Every day there is someone somewhere watering a plant in their garden; and along with them are the gardening enthusiasts, who out of love for their little botanical friends, are diligently applying fertilizers, pesticides, and herbicides. One outcome these well-meaning groups have in common is this: more-often-than-not they watch helplessly as much of the needed water, and gardening additives, flow to surrounding areas and away from the plant for which they were intended. And in today's world water has become a commodity, and its conservation is of the utmost importance.
There have been attempts at correcting this seemingly universal problem for gardeners for many years. The most common solution was to build up a bowl-shaped mound of soil around the base of the plant, commonly referred to as a watering-well, to contain the water long enough for it to percolate down to the plant's roots. A few of the other solutions are the use of mulches piled around the plant in the hopes of retaining moisture, or stones sunk into the soil around the plant as a border, or to simply place the plant several inches below ground level.

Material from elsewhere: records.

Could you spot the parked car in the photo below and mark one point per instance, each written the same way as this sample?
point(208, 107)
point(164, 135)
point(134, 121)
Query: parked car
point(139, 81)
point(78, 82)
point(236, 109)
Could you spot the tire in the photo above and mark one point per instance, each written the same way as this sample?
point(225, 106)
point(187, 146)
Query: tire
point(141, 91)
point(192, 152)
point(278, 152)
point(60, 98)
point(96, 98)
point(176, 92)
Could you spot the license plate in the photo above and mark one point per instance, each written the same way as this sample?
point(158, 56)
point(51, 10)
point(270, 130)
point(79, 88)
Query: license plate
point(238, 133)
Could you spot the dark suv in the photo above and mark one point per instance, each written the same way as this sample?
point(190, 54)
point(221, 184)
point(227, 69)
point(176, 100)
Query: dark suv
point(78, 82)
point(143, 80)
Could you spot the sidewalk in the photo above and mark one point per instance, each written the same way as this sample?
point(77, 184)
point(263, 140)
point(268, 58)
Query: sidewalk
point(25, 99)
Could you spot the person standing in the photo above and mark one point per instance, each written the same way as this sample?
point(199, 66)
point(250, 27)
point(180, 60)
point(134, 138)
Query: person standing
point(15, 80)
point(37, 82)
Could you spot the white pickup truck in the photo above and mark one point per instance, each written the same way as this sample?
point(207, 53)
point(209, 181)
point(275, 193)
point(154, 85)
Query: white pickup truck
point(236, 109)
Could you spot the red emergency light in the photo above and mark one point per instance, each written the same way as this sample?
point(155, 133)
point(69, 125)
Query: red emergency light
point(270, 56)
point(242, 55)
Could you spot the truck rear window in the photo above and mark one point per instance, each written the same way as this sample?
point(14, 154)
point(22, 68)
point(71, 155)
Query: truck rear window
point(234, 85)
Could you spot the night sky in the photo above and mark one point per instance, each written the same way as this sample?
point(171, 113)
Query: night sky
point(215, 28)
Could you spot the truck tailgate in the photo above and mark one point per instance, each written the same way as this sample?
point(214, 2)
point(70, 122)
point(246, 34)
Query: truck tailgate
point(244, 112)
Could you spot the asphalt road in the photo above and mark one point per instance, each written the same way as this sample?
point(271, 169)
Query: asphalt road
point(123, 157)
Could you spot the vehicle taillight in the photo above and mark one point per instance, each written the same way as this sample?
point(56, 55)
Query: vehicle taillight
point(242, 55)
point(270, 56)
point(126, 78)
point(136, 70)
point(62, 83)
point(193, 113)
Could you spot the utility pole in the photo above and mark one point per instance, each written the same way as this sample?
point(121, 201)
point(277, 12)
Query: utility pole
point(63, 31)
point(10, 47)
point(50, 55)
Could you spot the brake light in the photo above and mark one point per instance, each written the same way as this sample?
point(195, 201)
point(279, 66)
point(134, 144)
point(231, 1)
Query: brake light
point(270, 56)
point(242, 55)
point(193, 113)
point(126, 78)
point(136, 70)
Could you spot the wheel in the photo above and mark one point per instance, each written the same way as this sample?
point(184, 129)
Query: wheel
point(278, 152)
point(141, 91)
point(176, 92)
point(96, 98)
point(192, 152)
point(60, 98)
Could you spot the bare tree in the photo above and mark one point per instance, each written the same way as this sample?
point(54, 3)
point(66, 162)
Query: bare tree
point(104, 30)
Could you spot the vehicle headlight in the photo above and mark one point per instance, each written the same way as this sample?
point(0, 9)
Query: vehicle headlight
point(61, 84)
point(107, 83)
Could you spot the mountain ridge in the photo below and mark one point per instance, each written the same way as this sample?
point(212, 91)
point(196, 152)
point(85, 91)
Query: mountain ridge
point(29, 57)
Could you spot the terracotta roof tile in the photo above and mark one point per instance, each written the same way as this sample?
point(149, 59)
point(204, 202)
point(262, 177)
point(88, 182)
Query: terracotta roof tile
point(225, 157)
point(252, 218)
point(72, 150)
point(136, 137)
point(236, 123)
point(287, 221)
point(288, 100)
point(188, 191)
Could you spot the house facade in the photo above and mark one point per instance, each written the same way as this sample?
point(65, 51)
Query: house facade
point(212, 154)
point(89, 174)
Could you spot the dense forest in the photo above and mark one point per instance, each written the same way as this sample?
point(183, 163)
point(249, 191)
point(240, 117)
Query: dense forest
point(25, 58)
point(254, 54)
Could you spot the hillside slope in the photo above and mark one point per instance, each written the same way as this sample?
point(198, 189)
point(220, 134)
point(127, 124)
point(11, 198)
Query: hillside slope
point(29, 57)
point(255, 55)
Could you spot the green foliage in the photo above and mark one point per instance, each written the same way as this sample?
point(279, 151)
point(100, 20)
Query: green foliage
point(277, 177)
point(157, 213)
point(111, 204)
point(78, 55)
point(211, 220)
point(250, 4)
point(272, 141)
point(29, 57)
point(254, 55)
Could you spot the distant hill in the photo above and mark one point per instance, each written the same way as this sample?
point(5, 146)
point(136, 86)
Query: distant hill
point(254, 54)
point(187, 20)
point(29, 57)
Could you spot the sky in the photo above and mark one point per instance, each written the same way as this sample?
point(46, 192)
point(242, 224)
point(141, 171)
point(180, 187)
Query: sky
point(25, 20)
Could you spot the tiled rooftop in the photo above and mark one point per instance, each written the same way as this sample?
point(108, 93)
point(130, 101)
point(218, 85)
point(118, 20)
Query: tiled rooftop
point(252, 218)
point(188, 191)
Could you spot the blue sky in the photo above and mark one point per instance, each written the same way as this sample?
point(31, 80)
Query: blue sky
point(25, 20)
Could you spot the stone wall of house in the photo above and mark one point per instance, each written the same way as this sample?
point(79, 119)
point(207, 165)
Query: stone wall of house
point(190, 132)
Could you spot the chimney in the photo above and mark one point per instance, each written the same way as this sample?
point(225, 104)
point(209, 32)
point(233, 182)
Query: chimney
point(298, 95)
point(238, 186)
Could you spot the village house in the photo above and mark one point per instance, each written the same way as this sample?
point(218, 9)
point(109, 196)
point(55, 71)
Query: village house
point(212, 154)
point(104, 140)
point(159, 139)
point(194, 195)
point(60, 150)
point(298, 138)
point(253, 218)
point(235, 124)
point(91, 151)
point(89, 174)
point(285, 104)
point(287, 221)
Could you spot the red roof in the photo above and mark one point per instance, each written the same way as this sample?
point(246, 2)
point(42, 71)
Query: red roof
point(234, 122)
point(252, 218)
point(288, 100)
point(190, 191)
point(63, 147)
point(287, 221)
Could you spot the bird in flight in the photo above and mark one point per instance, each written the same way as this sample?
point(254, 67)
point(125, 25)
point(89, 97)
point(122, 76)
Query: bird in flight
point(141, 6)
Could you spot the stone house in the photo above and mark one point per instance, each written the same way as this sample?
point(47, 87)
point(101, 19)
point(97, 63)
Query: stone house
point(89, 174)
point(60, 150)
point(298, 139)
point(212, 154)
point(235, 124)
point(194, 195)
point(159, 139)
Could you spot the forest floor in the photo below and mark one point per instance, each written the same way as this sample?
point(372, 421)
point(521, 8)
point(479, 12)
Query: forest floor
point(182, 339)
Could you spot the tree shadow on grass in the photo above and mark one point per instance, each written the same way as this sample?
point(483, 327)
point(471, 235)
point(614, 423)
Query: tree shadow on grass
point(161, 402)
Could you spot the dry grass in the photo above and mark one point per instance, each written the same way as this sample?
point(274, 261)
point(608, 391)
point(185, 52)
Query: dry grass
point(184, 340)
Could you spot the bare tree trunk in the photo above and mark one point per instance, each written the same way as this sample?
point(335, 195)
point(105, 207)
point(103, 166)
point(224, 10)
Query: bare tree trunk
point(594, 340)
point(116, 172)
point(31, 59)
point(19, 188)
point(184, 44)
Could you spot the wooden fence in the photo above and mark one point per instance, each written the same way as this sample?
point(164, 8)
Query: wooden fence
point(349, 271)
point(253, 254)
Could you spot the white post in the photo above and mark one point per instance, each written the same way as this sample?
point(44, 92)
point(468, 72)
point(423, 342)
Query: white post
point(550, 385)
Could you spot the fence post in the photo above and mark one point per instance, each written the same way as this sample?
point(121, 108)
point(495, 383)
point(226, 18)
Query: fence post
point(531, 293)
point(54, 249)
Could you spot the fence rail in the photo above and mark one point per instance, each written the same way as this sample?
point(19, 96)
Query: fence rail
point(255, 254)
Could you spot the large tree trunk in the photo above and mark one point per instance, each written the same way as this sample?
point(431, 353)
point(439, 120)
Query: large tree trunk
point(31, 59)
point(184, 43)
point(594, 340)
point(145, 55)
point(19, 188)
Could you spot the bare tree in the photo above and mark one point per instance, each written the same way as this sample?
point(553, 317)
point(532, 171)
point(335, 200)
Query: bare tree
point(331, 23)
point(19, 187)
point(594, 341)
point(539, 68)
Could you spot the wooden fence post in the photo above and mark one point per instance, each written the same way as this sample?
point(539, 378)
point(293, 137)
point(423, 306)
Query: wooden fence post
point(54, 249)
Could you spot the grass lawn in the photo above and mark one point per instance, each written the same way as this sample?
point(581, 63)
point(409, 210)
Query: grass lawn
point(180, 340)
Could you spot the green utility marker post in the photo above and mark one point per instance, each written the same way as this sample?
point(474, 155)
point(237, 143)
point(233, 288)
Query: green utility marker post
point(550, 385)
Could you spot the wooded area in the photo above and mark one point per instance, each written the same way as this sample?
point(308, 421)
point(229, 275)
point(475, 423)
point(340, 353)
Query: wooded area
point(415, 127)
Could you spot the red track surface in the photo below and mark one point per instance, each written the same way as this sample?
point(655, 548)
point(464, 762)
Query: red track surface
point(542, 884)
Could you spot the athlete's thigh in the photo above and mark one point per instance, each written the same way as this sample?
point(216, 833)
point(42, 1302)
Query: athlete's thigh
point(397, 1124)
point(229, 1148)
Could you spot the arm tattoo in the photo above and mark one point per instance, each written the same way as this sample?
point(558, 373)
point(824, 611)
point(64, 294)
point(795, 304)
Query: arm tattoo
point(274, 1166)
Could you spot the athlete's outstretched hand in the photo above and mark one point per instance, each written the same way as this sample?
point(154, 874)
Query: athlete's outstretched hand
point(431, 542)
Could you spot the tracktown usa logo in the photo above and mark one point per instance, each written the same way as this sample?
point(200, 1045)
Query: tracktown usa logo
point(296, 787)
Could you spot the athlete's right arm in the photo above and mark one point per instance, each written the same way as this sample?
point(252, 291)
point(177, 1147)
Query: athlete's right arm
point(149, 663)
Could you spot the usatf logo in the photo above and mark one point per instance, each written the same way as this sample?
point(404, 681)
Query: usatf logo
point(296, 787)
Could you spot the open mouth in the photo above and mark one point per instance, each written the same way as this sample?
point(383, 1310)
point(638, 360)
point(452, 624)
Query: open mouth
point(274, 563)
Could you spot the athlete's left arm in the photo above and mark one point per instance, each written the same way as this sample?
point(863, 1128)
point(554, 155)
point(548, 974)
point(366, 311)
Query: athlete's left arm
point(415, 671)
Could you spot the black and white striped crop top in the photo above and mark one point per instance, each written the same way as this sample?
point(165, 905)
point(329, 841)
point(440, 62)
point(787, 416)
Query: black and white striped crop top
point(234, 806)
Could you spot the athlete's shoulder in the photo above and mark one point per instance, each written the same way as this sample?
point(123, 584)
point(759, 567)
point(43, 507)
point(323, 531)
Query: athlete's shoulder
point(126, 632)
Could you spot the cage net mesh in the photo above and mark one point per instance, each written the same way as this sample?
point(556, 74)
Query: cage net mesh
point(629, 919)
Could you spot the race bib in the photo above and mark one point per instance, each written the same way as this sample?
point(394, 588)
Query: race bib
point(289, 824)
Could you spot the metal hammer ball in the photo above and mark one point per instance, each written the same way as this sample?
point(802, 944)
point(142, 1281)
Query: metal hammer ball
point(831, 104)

Unfortunately, the aforementioned so-called solutions, along with many others fail soon after their implementation. Soil watering-wells absorb water laterally as well as gravitationally. The very act of watering erodes away the soil watering-well. And as the soil surface gets drier the water has less time to saturate before it becomes wasteful runoff and often, taking with it, gardening chemicals such as fertilizers, pesticides, and herbicides.
Mulch mounds are not much better at solving the issue—in fact, they can exacerbate the problem of garden chemical products like pesticides and herbicide runoff. Mulches are breeding grounds for pests like earwigs and pill-bugs to name a few, which encourages greater use of pesticides which then accumulates in the mulches; and mulches tend to float, and flow, with water runoff from over watering and large downpours of rain. These so-called solution failures are typical of the other solutions as well as those not mentioned. The worst consequence of these runoffs is the gardening chemicals used to help grow and protect our garden plants can end up flowing into street gutters, streams, ponds and other environmentally sensitive areas.
Although there are various methods of trying to prevent water and chemical runoff, all, or almost all suffer from one, or more than one disadvantage. Therefore, there is a need to provide methods and apparatus for improved and more secure methods for the prevention of wasteful water runoff, and the containment of useful gardening products, to prevent them from becoming a detriment and danger to their surrounding environments.
As long as there are plants and water there will be gardening, and gardening is here stay, and it can be done more effectively and environmentally friendly.